Initial probabilities:
 {'NOUN': 0.29255828808687323, 'CONJ': 0.051421271159374005, 'DET': 0.2293197061641648, '.': 0.08176301501117854, 'ADP': 0.12583839029064198, 'ADJ': 0.04247844139252635, 'ADV': 0.05429575215586075, 'X': 0.024912168636218462, 'PRON': 0.07601405301820505, 'NUM': 0.010220376876397317, 'VERB': 0.009581603321622485, 'PRT': 0.0015969338869370809}
Sample transition probabilities:
 {'NOUN': 0.2627788205508752, '.': 0.2419136583875333, 'ADJ': 0.011698459120869528, 'ADP': 0.1760006984154699, 'NUM': 0.0097341656117683, 'VERB': 0.14740931511632982, 'CONJ': 0.04225413592911083, 'PRT': 0.04430573137194989, 'ADV': 0.016718320310794885, 'X': 0.029202496835304903, 'DET': 0.013182591994412676, 'PRON': 0.004801606355580776}
Sample emission probabilities:


## 3. Implementing the Viterbi Algorithm 🔄

In [3]:
def viterbi_algorithm(sentence, initial_probs, transition_probs, emission_probs, tag_count):
    states = list(tag_count.keys())
    V = [{}]
    path = {}

    # Initialize base cases (t == 0)
    for state in states:
        V[0][state] = initial_probs[state] * emission_probs[state].get(sentence[0], 1e-6)
        path[state] = [state]

    # Run Viterbi for t > 0
    for t in range(1, len(sentence)):
        V.append({})
        new_path = {}

        for state in states:
            (prob, prev_state) = max(
                (V[t-1][prev_state] * transition_probs[prev_state].get(state, 1e-6) * 
                 emission_probs[state].get(sentence[t], 1e-6), prev_state)
                for prev_state in states
            )
            V[t][state] = prob
            new_path[state] = path[prev_state] + [state]

        path = new_path

    # Find the best path
    (prob, best_state) = max((V[-1][state], state) for state in states)
    return path[best_state], prob

# Test the Viterbi algorithm on a sample sentence
sample_sentence = [word for word, _ in test_data[0]]
predicted_tags, probability = viterbi_algorithm(sample_sentence, initial_probs, transition_probs, emission_probs, tag_count)

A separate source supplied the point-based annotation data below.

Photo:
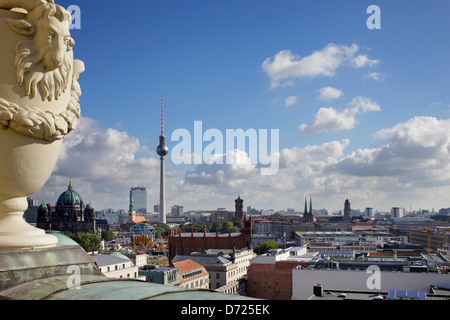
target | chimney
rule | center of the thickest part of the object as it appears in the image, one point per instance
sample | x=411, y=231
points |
x=318, y=290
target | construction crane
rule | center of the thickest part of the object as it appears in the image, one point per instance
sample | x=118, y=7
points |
x=162, y=248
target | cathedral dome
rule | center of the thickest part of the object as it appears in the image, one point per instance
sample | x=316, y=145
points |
x=70, y=198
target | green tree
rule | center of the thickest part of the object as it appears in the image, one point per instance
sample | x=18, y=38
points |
x=263, y=247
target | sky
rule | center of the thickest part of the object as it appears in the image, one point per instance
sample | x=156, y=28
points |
x=362, y=113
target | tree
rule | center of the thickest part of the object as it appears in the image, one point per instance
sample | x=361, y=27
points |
x=263, y=247
x=89, y=242
x=107, y=235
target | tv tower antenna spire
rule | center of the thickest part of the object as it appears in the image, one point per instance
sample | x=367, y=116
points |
x=162, y=151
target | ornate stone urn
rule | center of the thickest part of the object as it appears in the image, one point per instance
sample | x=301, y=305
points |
x=39, y=106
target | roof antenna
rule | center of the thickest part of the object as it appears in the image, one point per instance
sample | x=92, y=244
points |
x=162, y=115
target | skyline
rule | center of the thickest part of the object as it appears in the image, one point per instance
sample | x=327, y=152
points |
x=362, y=114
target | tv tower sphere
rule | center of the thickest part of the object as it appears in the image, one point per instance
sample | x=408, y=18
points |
x=162, y=149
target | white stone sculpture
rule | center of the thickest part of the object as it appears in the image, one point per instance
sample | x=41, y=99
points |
x=39, y=106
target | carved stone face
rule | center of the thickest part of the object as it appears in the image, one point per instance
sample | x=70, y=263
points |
x=53, y=36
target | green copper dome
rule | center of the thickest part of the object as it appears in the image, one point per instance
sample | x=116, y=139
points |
x=70, y=198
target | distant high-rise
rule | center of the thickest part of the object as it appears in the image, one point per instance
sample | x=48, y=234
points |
x=177, y=211
x=347, y=211
x=162, y=151
x=239, y=212
x=308, y=216
x=139, y=195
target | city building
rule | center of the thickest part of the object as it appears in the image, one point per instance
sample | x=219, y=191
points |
x=435, y=293
x=308, y=216
x=192, y=275
x=227, y=268
x=177, y=211
x=270, y=275
x=433, y=239
x=363, y=280
x=323, y=238
x=347, y=211
x=142, y=235
x=139, y=195
x=70, y=214
x=397, y=212
x=168, y=276
x=116, y=265
x=184, y=243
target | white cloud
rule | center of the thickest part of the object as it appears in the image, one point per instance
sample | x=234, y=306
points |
x=411, y=164
x=291, y=101
x=417, y=151
x=377, y=76
x=362, y=61
x=330, y=93
x=103, y=164
x=285, y=65
x=330, y=119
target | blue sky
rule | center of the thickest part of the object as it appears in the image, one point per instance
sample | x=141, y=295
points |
x=367, y=118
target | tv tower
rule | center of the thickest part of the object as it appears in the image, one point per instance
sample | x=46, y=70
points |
x=162, y=150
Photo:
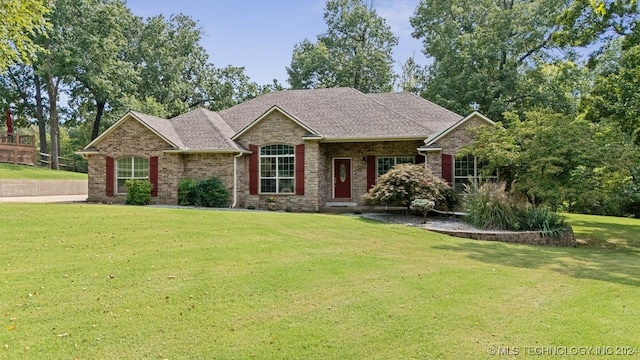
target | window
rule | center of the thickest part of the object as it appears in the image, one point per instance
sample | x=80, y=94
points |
x=468, y=168
x=386, y=163
x=130, y=168
x=277, y=170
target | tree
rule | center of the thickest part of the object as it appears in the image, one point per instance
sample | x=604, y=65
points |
x=23, y=20
x=485, y=51
x=563, y=162
x=405, y=183
x=413, y=77
x=614, y=97
x=355, y=52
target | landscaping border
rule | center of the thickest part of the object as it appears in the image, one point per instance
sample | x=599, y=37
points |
x=566, y=239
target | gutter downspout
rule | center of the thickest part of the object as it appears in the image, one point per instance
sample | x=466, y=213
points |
x=425, y=158
x=235, y=180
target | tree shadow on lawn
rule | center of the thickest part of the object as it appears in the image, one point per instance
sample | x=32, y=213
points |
x=607, y=232
x=619, y=266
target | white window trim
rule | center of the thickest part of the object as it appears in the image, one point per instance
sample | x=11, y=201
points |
x=475, y=177
x=277, y=177
x=395, y=162
x=117, y=178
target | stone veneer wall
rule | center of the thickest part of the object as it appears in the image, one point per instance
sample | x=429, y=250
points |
x=356, y=152
x=203, y=166
x=275, y=129
x=133, y=139
x=452, y=143
x=567, y=239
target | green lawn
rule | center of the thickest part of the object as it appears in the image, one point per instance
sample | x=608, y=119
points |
x=11, y=171
x=121, y=282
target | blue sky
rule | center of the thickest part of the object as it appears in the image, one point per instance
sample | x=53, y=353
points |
x=260, y=34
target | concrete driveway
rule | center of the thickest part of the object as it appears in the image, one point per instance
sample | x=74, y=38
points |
x=44, y=199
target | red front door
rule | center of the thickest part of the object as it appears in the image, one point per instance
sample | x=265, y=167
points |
x=342, y=178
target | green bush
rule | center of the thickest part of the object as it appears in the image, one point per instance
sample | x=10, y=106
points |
x=544, y=220
x=186, y=192
x=211, y=192
x=405, y=183
x=138, y=192
x=488, y=206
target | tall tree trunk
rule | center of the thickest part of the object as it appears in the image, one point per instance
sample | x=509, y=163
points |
x=42, y=125
x=54, y=126
x=96, y=122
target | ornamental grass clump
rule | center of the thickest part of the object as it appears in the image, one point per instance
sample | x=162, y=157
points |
x=489, y=206
x=405, y=183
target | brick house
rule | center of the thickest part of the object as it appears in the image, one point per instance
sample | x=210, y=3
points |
x=309, y=148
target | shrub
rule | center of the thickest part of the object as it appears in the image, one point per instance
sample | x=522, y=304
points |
x=423, y=205
x=544, y=220
x=138, y=192
x=405, y=183
x=451, y=199
x=488, y=206
x=207, y=193
x=210, y=193
x=186, y=192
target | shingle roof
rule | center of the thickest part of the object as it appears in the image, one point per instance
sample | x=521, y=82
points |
x=348, y=113
x=161, y=126
x=333, y=114
x=203, y=129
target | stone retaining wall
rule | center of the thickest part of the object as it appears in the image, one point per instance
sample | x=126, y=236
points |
x=16, y=188
x=567, y=239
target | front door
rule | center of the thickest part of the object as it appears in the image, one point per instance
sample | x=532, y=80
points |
x=342, y=178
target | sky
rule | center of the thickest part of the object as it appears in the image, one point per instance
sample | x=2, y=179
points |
x=259, y=35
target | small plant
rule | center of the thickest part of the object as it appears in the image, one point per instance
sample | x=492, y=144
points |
x=211, y=192
x=186, y=192
x=405, y=183
x=424, y=206
x=544, y=220
x=138, y=192
x=488, y=206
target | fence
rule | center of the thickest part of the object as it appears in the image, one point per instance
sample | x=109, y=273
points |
x=75, y=165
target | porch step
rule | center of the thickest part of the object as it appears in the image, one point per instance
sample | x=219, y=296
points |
x=341, y=204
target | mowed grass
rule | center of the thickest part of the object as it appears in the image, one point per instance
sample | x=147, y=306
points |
x=122, y=282
x=22, y=172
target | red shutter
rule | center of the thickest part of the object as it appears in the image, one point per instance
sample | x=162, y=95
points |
x=371, y=172
x=253, y=170
x=109, y=172
x=299, y=169
x=153, y=175
x=447, y=168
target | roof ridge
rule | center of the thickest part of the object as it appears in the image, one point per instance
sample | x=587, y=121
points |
x=228, y=140
x=394, y=111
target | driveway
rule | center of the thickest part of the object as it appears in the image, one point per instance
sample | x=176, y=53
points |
x=44, y=199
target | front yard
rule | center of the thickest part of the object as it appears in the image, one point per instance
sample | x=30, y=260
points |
x=92, y=281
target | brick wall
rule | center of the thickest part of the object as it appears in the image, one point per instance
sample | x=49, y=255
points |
x=452, y=143
x=133, y=139
x=277, y=128
x=357, y=151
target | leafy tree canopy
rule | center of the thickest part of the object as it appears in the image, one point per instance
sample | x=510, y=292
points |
x=355, y=52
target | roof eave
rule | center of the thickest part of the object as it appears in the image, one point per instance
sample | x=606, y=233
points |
x=329, y=139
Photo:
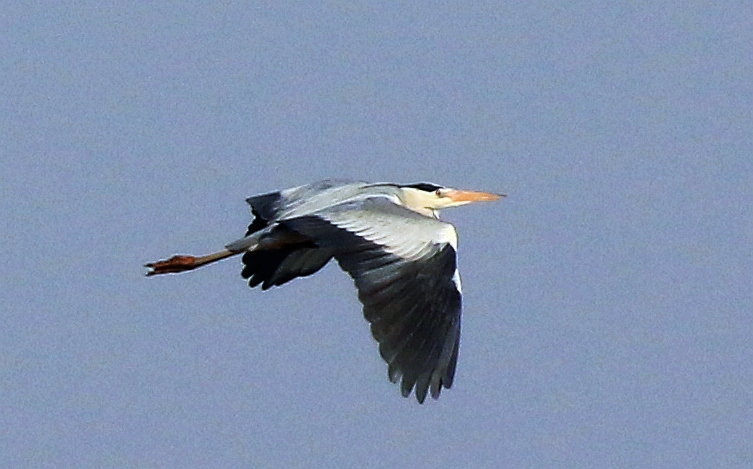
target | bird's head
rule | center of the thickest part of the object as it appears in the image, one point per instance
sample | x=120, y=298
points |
x=428, y=198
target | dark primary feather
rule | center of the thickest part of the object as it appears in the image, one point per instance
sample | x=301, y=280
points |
x=413, y=306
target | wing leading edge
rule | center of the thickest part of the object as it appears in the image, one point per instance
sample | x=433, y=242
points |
x=404, y=266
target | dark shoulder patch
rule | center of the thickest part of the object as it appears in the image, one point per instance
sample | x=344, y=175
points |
x=424, y=186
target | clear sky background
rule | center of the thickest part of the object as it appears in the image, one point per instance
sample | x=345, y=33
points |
x=607, y=309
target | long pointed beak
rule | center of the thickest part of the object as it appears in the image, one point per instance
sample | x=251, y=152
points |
x=457, y=195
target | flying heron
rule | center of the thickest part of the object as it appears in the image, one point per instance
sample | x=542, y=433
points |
x=390, y=240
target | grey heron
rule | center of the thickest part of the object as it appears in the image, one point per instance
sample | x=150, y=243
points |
x=389, y=239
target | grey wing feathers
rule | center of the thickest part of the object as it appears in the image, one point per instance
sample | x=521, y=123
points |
x=403, y=267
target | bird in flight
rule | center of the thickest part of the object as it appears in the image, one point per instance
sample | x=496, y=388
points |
x=389, y=239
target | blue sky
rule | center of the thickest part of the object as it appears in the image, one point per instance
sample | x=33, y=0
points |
x=607, y=301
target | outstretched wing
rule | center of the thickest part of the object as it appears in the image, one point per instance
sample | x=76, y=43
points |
x=404, y=266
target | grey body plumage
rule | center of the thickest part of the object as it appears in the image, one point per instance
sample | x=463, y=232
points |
x=388, y=238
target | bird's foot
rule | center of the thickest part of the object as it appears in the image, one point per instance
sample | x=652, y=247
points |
x=173, y=265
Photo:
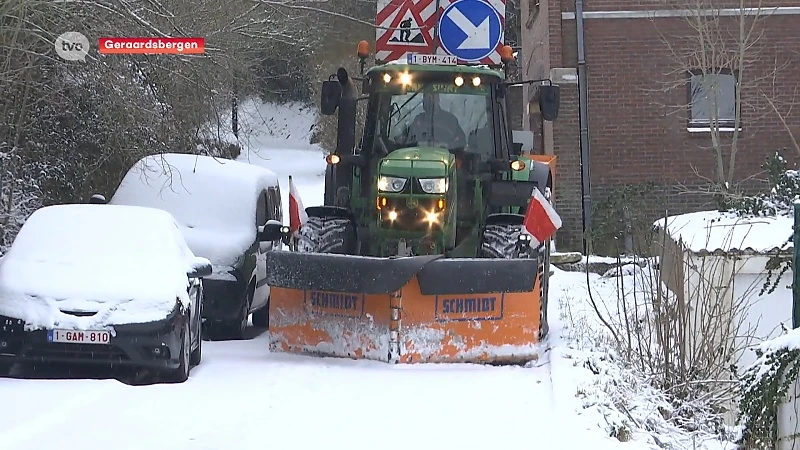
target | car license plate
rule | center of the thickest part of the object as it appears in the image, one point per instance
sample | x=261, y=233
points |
x=79, y=336
x=442, y=60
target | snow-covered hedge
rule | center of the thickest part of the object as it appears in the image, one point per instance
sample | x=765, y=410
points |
x=765, y=386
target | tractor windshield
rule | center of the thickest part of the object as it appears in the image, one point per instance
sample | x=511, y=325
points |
x=438, y=115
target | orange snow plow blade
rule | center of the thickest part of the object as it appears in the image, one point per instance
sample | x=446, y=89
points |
x=404, y=310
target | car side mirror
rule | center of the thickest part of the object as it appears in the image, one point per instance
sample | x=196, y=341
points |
x=272, y=231
x=98, y=199
x=201, y=267
x=549, y=102
x=331, y=93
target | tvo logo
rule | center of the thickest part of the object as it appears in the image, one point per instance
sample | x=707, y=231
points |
x=72, y=46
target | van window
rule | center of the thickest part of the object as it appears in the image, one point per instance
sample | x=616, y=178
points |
x=261, y=209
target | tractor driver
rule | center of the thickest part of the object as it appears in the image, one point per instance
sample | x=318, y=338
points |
x=436, y=124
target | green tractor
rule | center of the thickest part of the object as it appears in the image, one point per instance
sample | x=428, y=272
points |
x=420, y=239
x=436, y=171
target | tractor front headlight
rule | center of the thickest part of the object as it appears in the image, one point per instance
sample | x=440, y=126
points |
x=434, y=185
x=391, y=184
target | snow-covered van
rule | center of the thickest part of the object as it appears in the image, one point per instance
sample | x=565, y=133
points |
x=100, y=284
x=220, y=206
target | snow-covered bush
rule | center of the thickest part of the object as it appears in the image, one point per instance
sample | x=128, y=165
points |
x=765, y=386
x=783, y=189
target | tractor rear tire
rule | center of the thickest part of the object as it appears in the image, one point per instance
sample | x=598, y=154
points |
x=325, y=235
x=500, y=242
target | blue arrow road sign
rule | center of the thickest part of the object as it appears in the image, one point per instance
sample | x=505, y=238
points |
x=470, y=29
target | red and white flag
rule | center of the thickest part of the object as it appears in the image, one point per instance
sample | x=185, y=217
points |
x=541, y=220
x=297, y=213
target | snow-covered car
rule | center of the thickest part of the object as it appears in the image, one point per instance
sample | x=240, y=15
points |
x=102, y=284
x=221, y=207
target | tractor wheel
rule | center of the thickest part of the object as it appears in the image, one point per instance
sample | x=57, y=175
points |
x=500, y=242
x=325, y=235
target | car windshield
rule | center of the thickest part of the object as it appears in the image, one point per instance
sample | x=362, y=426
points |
x=439, y=115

print("Sample Sentence:", sample_sentence)
print("Predicted Tags:", predicted_tags)
print("Probability of the sequence:", probability)

Sample Sentence: ['For', 'the', 'Agency', 'for', 'International', 'Development', ',', 'appropriators', 'approved', '$', '200', 'million', '*U*', 'in', 'secondary', 'loan', 'guarantees', 'under', 'an', 'expanded', 'trade', 'credit', 'insurance', 'program', ',', 'and', 'total', 'loan', 'guarantees', 'for', 'the', 'Overseas', 'Private', 'Investment', 'Corp.', 'are', 'increased', '*-3', 'by', '$', '40', 'million', '*U*', 'over', 'fiscal', '1989', 'as', 'part', 'of', 'the', 'same', 'Poland', 'package', '.']
Predicted Tags: ['ADP', 'DET', 'NOUN', 'ADP', 'NOUN', 'NOUN', '.', 'PRON', 'VERB', '.', 'NUM', 'NUM', 'X', 'ADP', 'ADJ', 'NOUN', 'NOUN', 'ADP', 'DET', 'VERB', 'NOUN', 'NOUN', 'NOUN', 'NOUN', '.', 'CONJ', 'ADJ', 'NOUN', 'NOUN', 'ADP', 'DET', 'ADJ', 'ADJ', 'NOUN', 'NOUN', 'VERB', 'VERB', 'X', 'ADP', '.', 'NUM', 'NUM', 'X', 'ADP', 'ADJ', 'NUM', 'ADP', 'NOUN', 'ADP', 'DET', 'ADJ', 'NOUN', 'NOUN', '.']
Probability of the sequence: 2.498937212411083e-162


## 4. Model Evaluation 📊

In [4]:
correct = 0
total = 0

for sentence in test_data:
    words = [word for word, tag in sentence]
    true_tags = [tag for word, tag in sentence]
    predicted_tags, _ = viterbi_algorithm(words, initial_probs, transition_probs, emission_probs, tag_count)
    
    correct += sum(p == t for p, t in zip(predicted_tags, true_tags))
    total += len(sentence)

accuracy = correct / total
print("POS Tagging Accuracy:", accuracy)

POS Tagging Accuracy: 0.935081999124045


## Conclusion
In this notebook, we built a Part-of-Speech tagger using Hidden Markov Models (HMMs) and the Viterbi algorithm. The model was trained on the Treebank dataset and successfully tagged parts of speech with reasonable accuracy. This approach provides a fundamental understanding of sequence models and their application in NLP tasks.